Cristo ama-te. Deus também. Por isso, buy as much as you can.

quinta-feira, 13 de dezembro de 2007

Natal

É espantoso como reagimos pavlovianamente a datas. A números que assinalam dias e que nada mais são do que uma ficção auto-imposta pela humanidade que, cautelosa, tem medo de perder a noção dos tempos (no plural, porque no singular, esta palavra significa nada).
E isto acontece com especial acuidade quando de datas de festividades católicas se trata. Curiosamente, a sociedade pós-moderna em que vivemos, reage assim.

Eu detesto datas festivas: Carnavais, Páscoas, Natais, são coisas que me exasperam. E exasperam-me a um ponto que eu só penso: oxalá que passe depressa e sem mais mazelas...
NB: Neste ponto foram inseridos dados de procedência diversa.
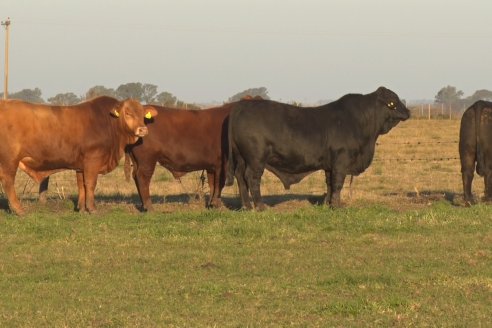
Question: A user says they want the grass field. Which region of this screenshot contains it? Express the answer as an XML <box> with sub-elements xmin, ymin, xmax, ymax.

De há oito anos para cá, o meu Natal coincide sempre com: primeira leva de testes da Faculdade, prepração de aulas de mestrado, preparação dos exames à Ordem dos Advogados. Este ano, tenho a minha tese nos braços e tudo o que não seja Direito Penal vai ficar à porta do meu quarto, a bater, incessantemente, enquanto diz: quando é que sais daí?

Por todas estas razões, avizinha-se mais um Natal de luta contra o mundo, de luta contra as circunstâncias, até que a minha tese veja a luz do dia.

Oxalá passe depressa.

segunda-feira, 10 de dezembro de 2007

domingo, 9 de dezembro de 2007

Pensamento

Vejo, vorazes, os dias a avançarem perigosamente em direcção a mais um aniversário e pergunto-me que sangue é este que me corre nas veias. Talvez nós sejamos só o interlúdio entre duas datas. Uma espécie de ócio dos deuses transformado em miséria, albergada entre o nascimento e a morte. Talvez nos venhamos a esgotar em epitáfios feitos a granel com mensagens ridículas, cujo remate são duas datas. A quo et ad quem. E depois da data ad quem, não resta nada, nem sequer o pretérito perfeito de nós. Resta o ter sido amado, para aqueles que nos choram e esta forma pretérita composta é a conjugação mais perfeita e absoluta do verbo amar, porque é a única que resiste ao fim do estar presente, coisa a que poucos amores resistem.

segunda-feira, 3 de dezembro de 2007

Preparação

Quando vamos a tribunal, estamos preparados para tudo o que possa acontecer e o que pode acontecer fica fixado num plano impossível de entender, sujeito apenas à revelação, que é o da convicção do juiz.

Estamos preparados para tudo. Nesses dias, em que o esmero com a aparência até é superior e a ansidedade atinge níveis comparados apenas com a sensação «véspera de oral na FDL», estamos preparados até para um tanque de guerra. Até ao dia em que, com mísseis comandados à distância na pasta que alberga códigos, dossiers, agendas e notas de última hora, damos de caras com alguém que, sabendo de coisas perigosas de quem nós fomos num tempo passado, nos atira com todos os nossos fracassos à cara. Para isto não há preparação que nos valha.